Even so, right now I feel like the second half of the avocado that was perfect a couple of days ago when you ate the first perfectly flavored and textured half; then put this second half in the fridge. Now, spoon in hand, ready to dive in... fridge door still open and, "Hey! Where did those stringy things come from"?
Your arguments about all the folks who are regularly working with magnets, stirring fluids in labs etc, were very thought provoking. Thank you.

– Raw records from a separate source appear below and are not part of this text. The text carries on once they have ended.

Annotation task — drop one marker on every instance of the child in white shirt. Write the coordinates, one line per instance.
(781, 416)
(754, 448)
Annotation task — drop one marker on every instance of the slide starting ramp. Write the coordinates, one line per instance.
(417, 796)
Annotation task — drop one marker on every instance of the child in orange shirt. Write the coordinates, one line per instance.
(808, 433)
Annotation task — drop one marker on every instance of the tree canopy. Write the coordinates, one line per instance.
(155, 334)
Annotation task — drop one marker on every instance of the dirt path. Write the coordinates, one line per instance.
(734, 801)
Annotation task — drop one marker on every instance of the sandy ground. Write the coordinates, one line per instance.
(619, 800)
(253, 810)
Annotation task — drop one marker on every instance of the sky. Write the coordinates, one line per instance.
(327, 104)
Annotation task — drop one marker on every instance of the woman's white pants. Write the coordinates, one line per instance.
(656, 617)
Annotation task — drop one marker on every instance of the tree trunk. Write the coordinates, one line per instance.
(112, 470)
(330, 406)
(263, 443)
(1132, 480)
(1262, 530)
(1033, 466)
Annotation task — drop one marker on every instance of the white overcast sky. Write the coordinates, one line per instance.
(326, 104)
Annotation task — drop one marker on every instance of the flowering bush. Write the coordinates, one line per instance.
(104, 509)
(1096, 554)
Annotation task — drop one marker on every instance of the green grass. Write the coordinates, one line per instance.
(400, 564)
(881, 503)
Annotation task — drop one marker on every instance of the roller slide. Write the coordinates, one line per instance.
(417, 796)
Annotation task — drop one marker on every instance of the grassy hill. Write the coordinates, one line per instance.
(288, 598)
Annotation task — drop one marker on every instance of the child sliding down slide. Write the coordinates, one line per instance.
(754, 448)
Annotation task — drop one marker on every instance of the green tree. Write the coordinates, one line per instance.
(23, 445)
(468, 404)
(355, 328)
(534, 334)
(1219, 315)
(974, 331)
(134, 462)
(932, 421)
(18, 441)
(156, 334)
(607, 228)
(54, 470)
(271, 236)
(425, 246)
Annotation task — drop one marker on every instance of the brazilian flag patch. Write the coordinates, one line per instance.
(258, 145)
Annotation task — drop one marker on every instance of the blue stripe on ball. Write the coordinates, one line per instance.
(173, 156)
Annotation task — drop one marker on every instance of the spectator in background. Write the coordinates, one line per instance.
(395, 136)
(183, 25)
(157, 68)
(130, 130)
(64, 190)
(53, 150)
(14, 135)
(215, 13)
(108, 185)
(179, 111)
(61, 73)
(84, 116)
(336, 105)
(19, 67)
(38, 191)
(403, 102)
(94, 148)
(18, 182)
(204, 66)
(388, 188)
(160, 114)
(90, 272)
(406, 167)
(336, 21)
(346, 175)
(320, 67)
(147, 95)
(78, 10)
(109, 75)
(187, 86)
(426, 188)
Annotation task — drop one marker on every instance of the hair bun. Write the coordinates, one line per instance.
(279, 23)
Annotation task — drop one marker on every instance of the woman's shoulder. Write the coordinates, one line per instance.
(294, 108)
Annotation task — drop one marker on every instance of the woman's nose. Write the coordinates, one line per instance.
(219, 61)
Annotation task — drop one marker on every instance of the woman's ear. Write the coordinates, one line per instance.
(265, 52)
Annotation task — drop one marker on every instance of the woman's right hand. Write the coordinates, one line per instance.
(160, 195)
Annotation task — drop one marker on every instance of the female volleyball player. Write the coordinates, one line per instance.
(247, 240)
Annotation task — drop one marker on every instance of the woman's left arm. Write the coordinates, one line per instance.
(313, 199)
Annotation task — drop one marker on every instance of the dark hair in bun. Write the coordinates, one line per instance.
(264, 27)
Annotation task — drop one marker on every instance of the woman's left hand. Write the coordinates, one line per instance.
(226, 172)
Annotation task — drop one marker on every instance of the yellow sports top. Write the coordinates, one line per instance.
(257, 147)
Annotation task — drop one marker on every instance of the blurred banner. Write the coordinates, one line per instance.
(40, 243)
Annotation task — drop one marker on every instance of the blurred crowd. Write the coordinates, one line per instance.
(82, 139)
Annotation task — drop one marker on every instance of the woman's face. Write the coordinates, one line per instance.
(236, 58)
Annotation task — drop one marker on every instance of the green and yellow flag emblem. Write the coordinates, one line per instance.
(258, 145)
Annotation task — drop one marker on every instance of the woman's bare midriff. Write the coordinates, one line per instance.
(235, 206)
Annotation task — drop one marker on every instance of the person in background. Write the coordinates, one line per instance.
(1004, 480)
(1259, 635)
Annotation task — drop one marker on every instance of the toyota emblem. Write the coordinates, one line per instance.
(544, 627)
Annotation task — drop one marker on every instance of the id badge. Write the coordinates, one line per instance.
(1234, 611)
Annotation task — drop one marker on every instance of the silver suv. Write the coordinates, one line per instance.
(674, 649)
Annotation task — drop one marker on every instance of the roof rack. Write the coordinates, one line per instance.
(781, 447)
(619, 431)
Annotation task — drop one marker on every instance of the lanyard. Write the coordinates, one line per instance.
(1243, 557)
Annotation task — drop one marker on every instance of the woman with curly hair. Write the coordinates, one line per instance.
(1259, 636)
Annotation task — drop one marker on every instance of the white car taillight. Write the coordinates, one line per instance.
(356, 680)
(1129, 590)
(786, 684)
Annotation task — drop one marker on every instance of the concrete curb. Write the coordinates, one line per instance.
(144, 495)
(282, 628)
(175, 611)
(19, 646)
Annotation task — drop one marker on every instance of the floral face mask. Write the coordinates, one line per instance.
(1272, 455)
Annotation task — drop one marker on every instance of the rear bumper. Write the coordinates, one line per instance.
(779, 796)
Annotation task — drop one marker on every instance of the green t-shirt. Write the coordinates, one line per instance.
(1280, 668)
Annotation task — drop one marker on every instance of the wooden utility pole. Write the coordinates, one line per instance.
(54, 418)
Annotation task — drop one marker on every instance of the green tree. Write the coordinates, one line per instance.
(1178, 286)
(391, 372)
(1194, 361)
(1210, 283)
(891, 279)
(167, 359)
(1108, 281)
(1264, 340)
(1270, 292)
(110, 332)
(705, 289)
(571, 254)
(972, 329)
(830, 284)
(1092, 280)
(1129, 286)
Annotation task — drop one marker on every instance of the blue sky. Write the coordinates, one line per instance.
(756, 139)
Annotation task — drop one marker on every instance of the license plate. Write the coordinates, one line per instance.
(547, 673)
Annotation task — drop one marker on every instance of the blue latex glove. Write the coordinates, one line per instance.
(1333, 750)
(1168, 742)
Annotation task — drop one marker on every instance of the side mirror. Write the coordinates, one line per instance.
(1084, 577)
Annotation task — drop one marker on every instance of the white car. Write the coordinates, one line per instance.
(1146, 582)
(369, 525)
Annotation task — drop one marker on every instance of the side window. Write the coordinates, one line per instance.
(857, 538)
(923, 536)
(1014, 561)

The whole topic reminds me of a curious event a few years back when our apartment was inundated by ants. In fact the suckers were EVERYWHERE for blocks around; no stain or crumb was left un-munched by the buggers. Funny thing was a good many took up residence in, or at least were staying alive in, the microwave oven! I'd swing the door open, stick in a cup of hot water for tea, and notice dozens of ants meandering around in there. Too busy at the time to do away with any of them, I'd simply shut the door, set the timer for two minutes and bzzzzzzzzzzzzzz. Then open the door, take out the boiling hot tea... and damn if they'd changed at all. Still milling around, none of their little feet up in the air.
Anyhow, thanks for your patient ponging of my pings. Aloha, And good bye. Am going off line for the next couple of weeks, So Cal is too cold for the bones. Heading for Cabo to drink in lots of light... roll in the sand and slosh around in the sea.
The ants survive because they're too small to be affected by the microwaves, which are "micro" by radio-wave standards, but still have a quite large wavelength. That's why you can see into the oven through that perforated metal on the door, without any microwaves getting out. Note that the perforations are similar in size to an ant!
You can actually drill quite a large hole through the metal around a microwave oven, to for instance install a "lipstick" camera, without any radiation escaping.
If you just put the camera inside the oven and turn it on, the camera's electronics will die almost instantly and obvious macroscopic sizzling and sparking will be happening within seconds.
If the camera's on the other side of a hole big enough to stick your finger through, though, it'll be fine.
(Most cockroaches are juuuust big enough for a microwave to fry them, if you give it a little while. The bigger the roach, the more trouble it'll be in.)
I've microwaved many CDs, but haven't yet done the fantastic beer-bottle stunt!